The following piece is from Chicago Tribune. It was written by Achy Obejas.
By: Achy Obejas
She’s on the FBI Most Wanted Terrorists list. Why Cuba protects her.
In May 2013, on the 40th anniversary of her arrest, Assata Shakur was suddenly and inexplicably named to the FBI’s Most Wanted Terrorists list, with an award of up to $2 million for her capture. She was the first woman ever put on that list, but she gained that notorious promotion at a time when she was doing little that could be conceived of as criminal. Shakur, also known as Joanne Deborah Chesimard, was serving a life sentence for murder when she escaped from prison in 1979. For the last 30 years, she has been quietly living in Havana, occasionally entertaining visitors in her modest apartment, writing and rarely drawing attention to herself.
At the time Shakur made the Most Wanted Terrorists list, Aaron Ford, special agent in charge of the FBI’s Newark office, said, “While living openly and freely in Cuba, she continues to maintain and promote her terrorist ideology. She provides anti-U.S.-government speeches, espousing the Black Liberation Army’s message of revolution and terrorism.”

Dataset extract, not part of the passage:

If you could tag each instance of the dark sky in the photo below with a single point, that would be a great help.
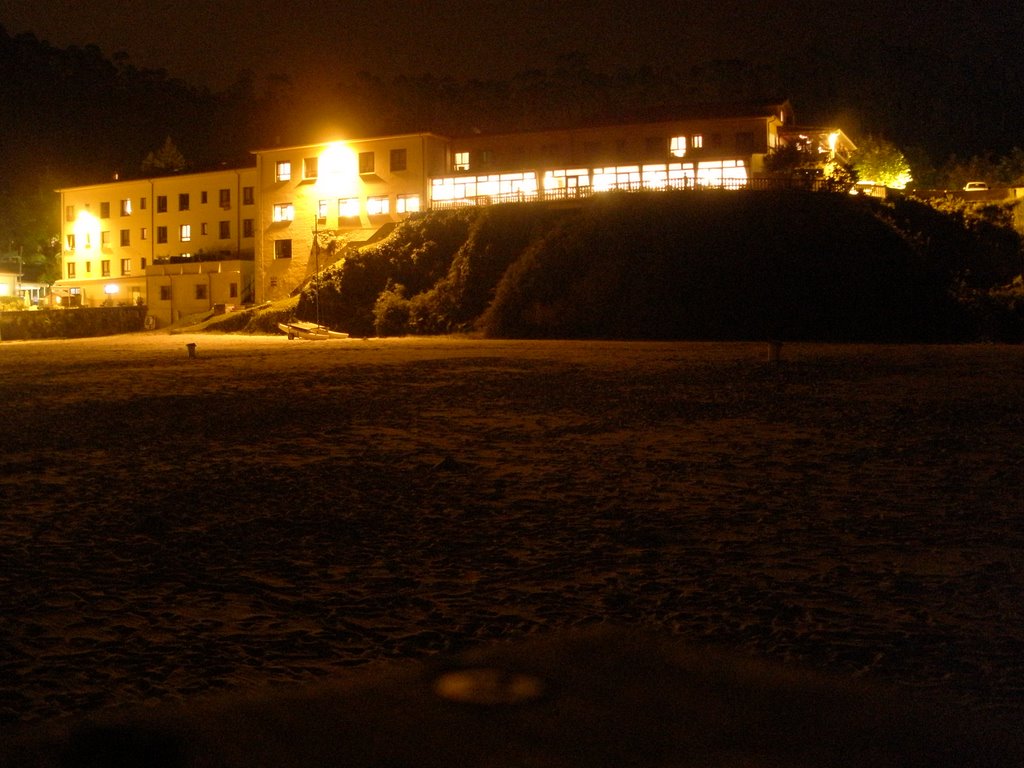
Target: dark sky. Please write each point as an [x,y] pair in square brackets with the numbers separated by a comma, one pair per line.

In other words, even by FBI standards, Shakur was raised to terrorist level on pretty shaky grounds: for speaking and writing, usually protected activities. At the time, I speculated in an essay for WBEZ that Shakur’s addition to the FBI list might have been a way to pressure Cuba to release U.S. Agency for International Development worker Alan Gross. That was 19 months ago. Just this month, when President Barack Obama announced that the U.S. and Cuba were working to normalize relations and that Gross would be released, he said the two countries had been in secret talks for 18 months.
Not surprisingly, Shakur is back in the news. Gov. Chris Christie of New Jersey, where Shakur was convicted of killing one state trooper and grievously wounding another, has called for her extradition.
But Shakur will never go back to New Jersey or anywhere on American soil, and it’s not just because Cuba and the U.S. have no extradition treaty. Both countries have inherent interests, ethical and not so ethical, in allowing Shakur to die of natural causes in Havana.
The first is practical: If the U.S. makes a serious request for Shakur, Cuba will undoubtedly counter with a request of its own for Luis Posada Carriles. The 86-year-old, who has long ties to the CIA and its covert activities in Latin America, is now living out his old age in Miami. Among his crimes: He was convicted in Panama of the 1976 bombing of a Cuban airliner that killed 73 civilians. He has been suspected of planting bombs in Havana in 1997 (including one that killed an Italian tourist). He was arrested in Panama for an attempt on Fidel Castro’s life but pardoned by the U.S.-supported president of that country in 2004.